Cap 1.0-7.0 cm broad, plano-depressed to funnel-form or umbilicate; margin straight to wavy, frequently deflexed at maturity; surface dull, matted-tomentose (use hand-lens), sometimes faintly wrinkled, with usually well-defined bands of cinnamon-brown, beige, yellowish-brown and greyish-tan, the actively growing margin lighter; specimens in exposed locations greyish with age; context pliant when fresh, rigid and hard when dry, medium-brown to rust-brown, 1.0-3.0 mm thick, blackish with 3% KOH; odor and taste untried.
Pore layer subdecurrent to decurrent, buff-brown to pale cinnamon-brown; pores 3-4/mm, elongate, eventually angular; tubes up to 3 mm long, colored like the pore surface.
Stipe 0.5-5.0 cm long, 3-7 mm thick, central, round to compressed, solid, equal except swollen at the base; surface tomentose to velutinate, dingy orange-brown; context leathery when fresh, rigid when dry, colored like the stipe surface.
Spores 6.0-8.5 x 4.0-4.5 µm, elliptical to oblong-elliptical, smooth, thin-walled, inequilateral in profile, i.e. slightly flattened on one side, hilar appendage inconspicuous, single guttule present, weakly dextrinoid in Melzer's reagent; spore deposit not seen.

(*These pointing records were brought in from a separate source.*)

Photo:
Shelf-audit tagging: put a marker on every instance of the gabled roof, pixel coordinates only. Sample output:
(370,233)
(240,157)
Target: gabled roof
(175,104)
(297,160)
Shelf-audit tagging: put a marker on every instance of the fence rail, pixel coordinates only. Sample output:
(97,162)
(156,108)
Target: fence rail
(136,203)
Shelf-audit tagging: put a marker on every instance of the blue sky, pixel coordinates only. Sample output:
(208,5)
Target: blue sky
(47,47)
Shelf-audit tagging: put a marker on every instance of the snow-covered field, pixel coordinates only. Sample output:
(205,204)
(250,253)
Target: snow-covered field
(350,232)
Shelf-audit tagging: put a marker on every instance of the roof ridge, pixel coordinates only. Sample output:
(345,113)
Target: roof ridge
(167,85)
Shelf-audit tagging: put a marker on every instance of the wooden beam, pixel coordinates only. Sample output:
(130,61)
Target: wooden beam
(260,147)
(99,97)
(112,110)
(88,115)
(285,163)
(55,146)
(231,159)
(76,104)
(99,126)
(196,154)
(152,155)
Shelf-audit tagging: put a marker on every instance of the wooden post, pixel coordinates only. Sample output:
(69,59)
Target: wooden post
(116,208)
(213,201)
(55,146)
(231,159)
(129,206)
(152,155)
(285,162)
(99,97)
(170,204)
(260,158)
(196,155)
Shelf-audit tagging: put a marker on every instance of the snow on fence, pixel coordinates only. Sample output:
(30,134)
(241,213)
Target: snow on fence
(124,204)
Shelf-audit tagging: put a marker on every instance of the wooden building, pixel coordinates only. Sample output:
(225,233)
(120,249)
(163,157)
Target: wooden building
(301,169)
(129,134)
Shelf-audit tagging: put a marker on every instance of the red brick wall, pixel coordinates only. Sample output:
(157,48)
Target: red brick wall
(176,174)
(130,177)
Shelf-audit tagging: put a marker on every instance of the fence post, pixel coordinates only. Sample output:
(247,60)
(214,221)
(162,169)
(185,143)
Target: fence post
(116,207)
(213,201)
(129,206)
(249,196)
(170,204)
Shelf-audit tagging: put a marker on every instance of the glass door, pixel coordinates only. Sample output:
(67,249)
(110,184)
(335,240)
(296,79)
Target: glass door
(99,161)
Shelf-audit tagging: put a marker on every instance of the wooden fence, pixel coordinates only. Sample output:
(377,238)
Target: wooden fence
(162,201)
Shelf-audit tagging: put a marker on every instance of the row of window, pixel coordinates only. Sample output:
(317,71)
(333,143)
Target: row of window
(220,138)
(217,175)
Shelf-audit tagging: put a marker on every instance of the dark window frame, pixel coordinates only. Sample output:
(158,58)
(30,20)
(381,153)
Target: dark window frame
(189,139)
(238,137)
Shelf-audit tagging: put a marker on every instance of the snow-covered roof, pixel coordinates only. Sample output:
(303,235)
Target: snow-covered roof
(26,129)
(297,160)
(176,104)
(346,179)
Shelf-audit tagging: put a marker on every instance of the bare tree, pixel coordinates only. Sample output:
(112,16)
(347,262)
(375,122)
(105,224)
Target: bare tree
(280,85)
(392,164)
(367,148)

Solitary, gregarious, or clusters, usually associated with conifers, often growing in disturbed areas, e.g. roadsides, trails, moss-banks etc., rarely on rotting wood; also found early in the successional sequence after burns; occurring throughout the mushroom season in lowland forests, fall and spring in the Sierra Nevada; common but inconspicuous, easily overlooked.
The funnel-form caps of Coltricia perennis typically have well-defined bands of colors, these ranging from cinnamon-brown, yellow-brown to grey. Important identifying features are a tomentose cap surface and a usually decurrent tube layer. The closely related Coltricia cinnamomea has a faintly-zoned, reddish-brown fruiting body. The cap suface of Coltricia cinnamomea is covered with appressed fibrils rather than a tomentum. These fibrils sometimes give the species a shiny or glistening appearance. Look-alikes of Coltricia perennis include stipitate species of Polyporus, e.g. P. elegans, P. varius, etc. These can be told apart by their lignicolous habit and non rusty-brown context. Also similar are species of Hydnellum and Phellodon which have leathery, zonate caps, but are toothed, not pored. Finally, Ionotus tomentosus is another terrestrial, stipitate polypore, but it can be distinguished by a relatively thick, indistinctly-zoned cap and microscopically by the presence of setae.